La cause sono molteplici, e magari ne scriverò in un altro momento.
Quello che mi colpisce, qui come altrove, è la micro attività commerciale; ma proprio micro micro. E che ha come unico limite la fantasia. Del resto, noi italiani siamo stati per decenni maestri nell'inventare fonti di reddito!

Di fronte alla spiaggia, stazionano all'ombra di un albero 4 o 5 donne, con bacinelle piene di noci di cocco. Stanno lì dalla mattina alla sera e offrono, ai turisti che vanno in spiaggia, "Agua de coco!".
Con sorridente caparbietà, ogni volta che passo, una di esse mi si avvicina e mi propone la sua "Agua de coco". Che purtroppo, essendo una bevanda analcolica, non rientra nei miei gusti. Una volta ho dunque risposto: "Io l'agua de coco la bevo solo col rum". E la signora sorridente: "Non c'è problema. Vai a comprare il rum, io ti aspetto con l'agua de coco".
E così ho fatto. Non potevo a questo punto esimermi.

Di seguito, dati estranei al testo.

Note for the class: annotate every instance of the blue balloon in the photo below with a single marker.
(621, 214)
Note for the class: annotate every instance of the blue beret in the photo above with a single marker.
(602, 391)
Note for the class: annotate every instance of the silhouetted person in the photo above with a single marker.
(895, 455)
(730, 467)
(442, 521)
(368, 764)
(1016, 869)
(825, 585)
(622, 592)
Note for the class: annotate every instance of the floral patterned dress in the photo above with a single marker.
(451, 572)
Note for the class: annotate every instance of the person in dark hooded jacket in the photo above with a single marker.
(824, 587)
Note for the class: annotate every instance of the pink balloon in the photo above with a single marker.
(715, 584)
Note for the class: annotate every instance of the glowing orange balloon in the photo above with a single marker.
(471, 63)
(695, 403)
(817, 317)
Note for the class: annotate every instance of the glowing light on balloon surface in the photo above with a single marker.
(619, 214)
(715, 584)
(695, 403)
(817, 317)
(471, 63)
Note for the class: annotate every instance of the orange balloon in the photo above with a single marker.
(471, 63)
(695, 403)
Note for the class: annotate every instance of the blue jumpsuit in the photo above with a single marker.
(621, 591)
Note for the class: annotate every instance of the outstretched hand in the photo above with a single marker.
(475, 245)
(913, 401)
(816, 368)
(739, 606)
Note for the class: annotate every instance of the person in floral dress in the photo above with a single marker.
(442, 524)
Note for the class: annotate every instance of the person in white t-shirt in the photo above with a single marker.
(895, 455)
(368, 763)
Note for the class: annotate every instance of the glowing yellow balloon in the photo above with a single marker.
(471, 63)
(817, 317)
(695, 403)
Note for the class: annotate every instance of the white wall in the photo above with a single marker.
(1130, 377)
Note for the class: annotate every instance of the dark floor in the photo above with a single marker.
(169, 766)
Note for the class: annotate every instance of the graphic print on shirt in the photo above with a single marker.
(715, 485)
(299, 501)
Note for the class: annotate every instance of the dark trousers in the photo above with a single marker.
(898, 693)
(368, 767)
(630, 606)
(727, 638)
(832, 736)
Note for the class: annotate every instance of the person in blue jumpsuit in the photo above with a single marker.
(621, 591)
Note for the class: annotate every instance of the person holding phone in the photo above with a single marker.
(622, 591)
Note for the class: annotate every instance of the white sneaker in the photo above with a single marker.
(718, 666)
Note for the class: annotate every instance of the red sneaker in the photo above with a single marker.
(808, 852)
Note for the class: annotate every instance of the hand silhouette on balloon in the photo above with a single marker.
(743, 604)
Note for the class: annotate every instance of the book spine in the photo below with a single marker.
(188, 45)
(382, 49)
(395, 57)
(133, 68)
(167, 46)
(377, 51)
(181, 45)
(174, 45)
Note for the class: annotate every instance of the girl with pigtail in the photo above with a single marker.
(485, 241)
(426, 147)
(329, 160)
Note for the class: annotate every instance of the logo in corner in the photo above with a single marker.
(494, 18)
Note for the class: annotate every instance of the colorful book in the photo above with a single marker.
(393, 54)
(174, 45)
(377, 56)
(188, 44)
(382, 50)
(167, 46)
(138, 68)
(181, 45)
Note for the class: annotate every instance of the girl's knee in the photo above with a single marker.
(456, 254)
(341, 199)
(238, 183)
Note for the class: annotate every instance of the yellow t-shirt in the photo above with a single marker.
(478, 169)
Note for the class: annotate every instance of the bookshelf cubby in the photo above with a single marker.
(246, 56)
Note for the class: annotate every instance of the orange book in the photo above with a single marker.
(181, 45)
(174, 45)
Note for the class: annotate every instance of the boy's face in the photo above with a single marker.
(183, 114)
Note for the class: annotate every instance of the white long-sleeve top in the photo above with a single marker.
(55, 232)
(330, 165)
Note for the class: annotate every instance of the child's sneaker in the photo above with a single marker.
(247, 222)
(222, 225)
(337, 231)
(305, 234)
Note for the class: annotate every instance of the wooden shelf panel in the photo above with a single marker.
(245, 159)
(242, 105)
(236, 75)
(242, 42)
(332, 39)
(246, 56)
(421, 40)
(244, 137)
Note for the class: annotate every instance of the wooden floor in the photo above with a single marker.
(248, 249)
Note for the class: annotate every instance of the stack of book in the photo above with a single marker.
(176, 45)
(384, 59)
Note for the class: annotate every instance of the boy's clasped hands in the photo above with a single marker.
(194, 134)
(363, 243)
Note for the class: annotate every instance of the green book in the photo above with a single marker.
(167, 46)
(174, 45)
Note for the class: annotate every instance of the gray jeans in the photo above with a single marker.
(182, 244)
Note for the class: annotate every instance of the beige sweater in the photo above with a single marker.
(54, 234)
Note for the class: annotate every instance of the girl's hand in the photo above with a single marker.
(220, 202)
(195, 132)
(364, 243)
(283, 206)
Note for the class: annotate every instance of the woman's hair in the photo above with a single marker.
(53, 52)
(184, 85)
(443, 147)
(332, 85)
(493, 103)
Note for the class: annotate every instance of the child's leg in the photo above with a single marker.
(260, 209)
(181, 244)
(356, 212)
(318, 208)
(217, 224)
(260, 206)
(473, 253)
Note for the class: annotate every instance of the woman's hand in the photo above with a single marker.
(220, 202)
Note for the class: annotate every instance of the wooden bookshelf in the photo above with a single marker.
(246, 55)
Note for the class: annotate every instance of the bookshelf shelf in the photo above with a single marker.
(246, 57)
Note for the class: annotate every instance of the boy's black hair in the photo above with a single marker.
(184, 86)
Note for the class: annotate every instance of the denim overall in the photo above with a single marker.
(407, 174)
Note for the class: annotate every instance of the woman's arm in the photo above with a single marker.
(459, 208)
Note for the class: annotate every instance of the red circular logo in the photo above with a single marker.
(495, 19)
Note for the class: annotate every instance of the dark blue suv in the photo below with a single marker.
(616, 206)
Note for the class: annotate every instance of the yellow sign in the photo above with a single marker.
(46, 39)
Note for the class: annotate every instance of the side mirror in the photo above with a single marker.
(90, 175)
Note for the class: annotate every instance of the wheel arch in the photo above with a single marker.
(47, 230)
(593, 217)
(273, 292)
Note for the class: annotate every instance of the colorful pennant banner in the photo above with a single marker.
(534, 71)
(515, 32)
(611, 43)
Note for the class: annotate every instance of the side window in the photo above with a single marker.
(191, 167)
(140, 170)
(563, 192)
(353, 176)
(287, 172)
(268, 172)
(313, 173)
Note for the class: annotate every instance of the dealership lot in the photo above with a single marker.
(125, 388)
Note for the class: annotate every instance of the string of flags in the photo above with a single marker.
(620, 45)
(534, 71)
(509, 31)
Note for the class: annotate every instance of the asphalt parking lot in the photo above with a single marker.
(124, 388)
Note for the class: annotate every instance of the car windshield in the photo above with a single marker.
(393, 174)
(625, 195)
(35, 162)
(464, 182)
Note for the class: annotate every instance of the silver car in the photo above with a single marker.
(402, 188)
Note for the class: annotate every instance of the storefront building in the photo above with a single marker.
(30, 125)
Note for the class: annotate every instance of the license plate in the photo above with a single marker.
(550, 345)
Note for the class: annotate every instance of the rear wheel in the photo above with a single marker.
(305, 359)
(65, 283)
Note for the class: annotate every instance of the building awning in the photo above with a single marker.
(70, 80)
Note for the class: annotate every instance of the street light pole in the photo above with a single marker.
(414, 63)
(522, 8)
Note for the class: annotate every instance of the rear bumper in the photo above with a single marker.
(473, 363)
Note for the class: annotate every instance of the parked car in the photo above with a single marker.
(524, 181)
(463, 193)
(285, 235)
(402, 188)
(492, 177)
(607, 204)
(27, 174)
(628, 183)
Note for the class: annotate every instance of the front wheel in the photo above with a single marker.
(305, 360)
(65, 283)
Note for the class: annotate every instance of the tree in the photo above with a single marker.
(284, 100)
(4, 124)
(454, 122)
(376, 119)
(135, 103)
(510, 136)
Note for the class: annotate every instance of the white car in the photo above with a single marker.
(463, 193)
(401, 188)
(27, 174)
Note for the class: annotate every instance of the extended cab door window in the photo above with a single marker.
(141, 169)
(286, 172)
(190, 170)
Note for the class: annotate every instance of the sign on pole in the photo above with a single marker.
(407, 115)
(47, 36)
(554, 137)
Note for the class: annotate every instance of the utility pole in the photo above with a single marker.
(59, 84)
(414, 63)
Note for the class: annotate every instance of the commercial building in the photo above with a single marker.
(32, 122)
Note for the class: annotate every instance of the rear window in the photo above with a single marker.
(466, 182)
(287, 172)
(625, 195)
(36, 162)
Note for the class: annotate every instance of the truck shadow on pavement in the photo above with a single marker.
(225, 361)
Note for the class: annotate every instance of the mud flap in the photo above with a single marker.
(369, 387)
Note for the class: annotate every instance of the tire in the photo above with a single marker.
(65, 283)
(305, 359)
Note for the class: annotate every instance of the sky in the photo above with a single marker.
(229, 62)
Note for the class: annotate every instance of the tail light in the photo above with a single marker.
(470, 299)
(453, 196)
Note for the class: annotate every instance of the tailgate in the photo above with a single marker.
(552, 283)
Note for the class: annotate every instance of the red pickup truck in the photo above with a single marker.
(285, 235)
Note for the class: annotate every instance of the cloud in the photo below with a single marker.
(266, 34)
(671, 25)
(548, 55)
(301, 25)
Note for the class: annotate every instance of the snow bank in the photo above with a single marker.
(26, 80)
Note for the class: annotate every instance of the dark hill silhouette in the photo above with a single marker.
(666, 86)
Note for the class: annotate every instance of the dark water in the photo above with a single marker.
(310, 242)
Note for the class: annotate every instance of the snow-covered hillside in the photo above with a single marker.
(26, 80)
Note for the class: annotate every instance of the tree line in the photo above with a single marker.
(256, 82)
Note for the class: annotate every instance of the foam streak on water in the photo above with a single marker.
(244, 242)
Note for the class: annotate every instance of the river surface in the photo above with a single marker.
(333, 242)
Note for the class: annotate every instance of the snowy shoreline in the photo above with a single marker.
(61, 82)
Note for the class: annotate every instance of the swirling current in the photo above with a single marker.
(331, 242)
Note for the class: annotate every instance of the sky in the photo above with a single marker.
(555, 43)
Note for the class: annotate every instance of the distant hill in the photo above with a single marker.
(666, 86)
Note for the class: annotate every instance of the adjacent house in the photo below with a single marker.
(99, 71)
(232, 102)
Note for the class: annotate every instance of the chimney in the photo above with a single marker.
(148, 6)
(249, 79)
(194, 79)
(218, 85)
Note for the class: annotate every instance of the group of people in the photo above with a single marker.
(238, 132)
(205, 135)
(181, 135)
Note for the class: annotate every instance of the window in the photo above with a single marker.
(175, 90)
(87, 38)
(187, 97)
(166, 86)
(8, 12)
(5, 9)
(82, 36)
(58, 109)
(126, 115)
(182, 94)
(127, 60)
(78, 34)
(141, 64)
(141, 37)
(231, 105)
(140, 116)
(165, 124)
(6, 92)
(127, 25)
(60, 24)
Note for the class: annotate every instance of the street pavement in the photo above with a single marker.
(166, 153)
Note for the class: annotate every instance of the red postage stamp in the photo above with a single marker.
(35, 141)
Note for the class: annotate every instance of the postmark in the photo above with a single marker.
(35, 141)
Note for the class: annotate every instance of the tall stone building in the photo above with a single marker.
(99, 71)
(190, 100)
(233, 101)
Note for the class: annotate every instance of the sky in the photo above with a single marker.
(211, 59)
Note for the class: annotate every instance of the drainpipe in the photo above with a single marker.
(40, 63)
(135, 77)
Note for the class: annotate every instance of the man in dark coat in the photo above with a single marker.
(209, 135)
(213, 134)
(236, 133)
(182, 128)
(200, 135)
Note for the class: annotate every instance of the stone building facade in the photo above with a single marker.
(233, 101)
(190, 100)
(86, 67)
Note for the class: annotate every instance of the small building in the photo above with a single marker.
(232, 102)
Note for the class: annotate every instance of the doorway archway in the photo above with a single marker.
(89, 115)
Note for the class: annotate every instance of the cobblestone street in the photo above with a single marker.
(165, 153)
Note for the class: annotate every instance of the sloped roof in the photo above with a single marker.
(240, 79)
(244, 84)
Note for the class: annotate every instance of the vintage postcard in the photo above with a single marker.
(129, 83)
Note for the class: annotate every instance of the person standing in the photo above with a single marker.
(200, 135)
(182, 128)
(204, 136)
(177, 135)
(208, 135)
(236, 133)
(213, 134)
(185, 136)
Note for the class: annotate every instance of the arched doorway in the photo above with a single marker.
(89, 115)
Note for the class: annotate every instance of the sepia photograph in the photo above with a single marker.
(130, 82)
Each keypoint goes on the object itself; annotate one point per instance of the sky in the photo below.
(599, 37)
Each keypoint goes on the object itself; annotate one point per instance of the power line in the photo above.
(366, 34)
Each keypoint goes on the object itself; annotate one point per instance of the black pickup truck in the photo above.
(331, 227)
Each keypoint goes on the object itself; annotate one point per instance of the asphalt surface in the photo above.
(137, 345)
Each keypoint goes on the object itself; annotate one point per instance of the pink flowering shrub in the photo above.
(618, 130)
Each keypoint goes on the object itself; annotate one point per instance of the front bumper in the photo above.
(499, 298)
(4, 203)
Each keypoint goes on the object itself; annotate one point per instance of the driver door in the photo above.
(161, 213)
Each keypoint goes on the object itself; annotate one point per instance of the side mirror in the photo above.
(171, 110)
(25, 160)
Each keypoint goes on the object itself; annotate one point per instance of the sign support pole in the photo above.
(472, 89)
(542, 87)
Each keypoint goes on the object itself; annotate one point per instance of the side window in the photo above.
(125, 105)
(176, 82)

In questo periodo si gioca la Coppa d'Africa di calcio, molto seguita qui, poiché vede impegnati gli amatissimi "Tiburones Azules", la nazionale di Capo Verde.
Come da manuale, nella piazza principale qualche sera fa era montato un maxi schermo e centinaia di persone stavano seguendo in piedi l'incontro.
La mia attenzione viene colpita da una signora, avrà avuto sui 70 anni, che girava tra le persone offrendo qualche cosa che non riuscivo a capire. Mi sono avvicinato: aveva una borsa grande, come quelle dell'Ikea, con dentro due sgabelli. Stava offrendo posti a sedere, per l'equivalente di 50 centesimi di euro!
La partita è finita 0 a 0. Spero che la signora abbia avuto miglior fortuna.

domenica 1 febbraio 2015

Un'isola a forma di pera.

Oggi è il 1 Febbraio. Un mese che mi piace, forse perché in Febbraio compio gli anni, o forse perché da sempre lo considero un mese di cambiamento.
Da due settimane mi trovo a Tarrafal, isola di Santiago, arcipelago di Cabo Verde, Africa occidentale.
Un'isola a forma di pera, l'isola della capitale, Praia.
E al nord-ovest dell'isola, dove dovrebbe all'incirca trovarsi il picciolo di questa pera inclinata, sta Tarrafal.
Sono qui per avviare un'attività commerciale, più precisamente un resort, con ristorante, bungalow, spiaggia attrezzata, annessi e connessi.
Al momento, sono impantanato in lungaggini burocratiche che quanto meno non mi fanno sentire lontano dall'Italia.

Ho già avuto modo di lavorare in altre zone turistiche dell'Africa, per cui avevo delle aspettative su ciò che avrei trovato, come posti, come gente, come vita, come dinamiche.
Ad oggi, si è rivelato tutto sbagliato.

Voglio scrivere qui di questo posto e di questa esperienza, di ciò che mi sembra sconosciuto e che poi scopro familiare, di ciò che mi sembra di conoscere e che invece si rivela completamente nuovo.
Perché in fondo oggi, 1 Febbraio, io sono in spiaggia, al sole. E non è poco.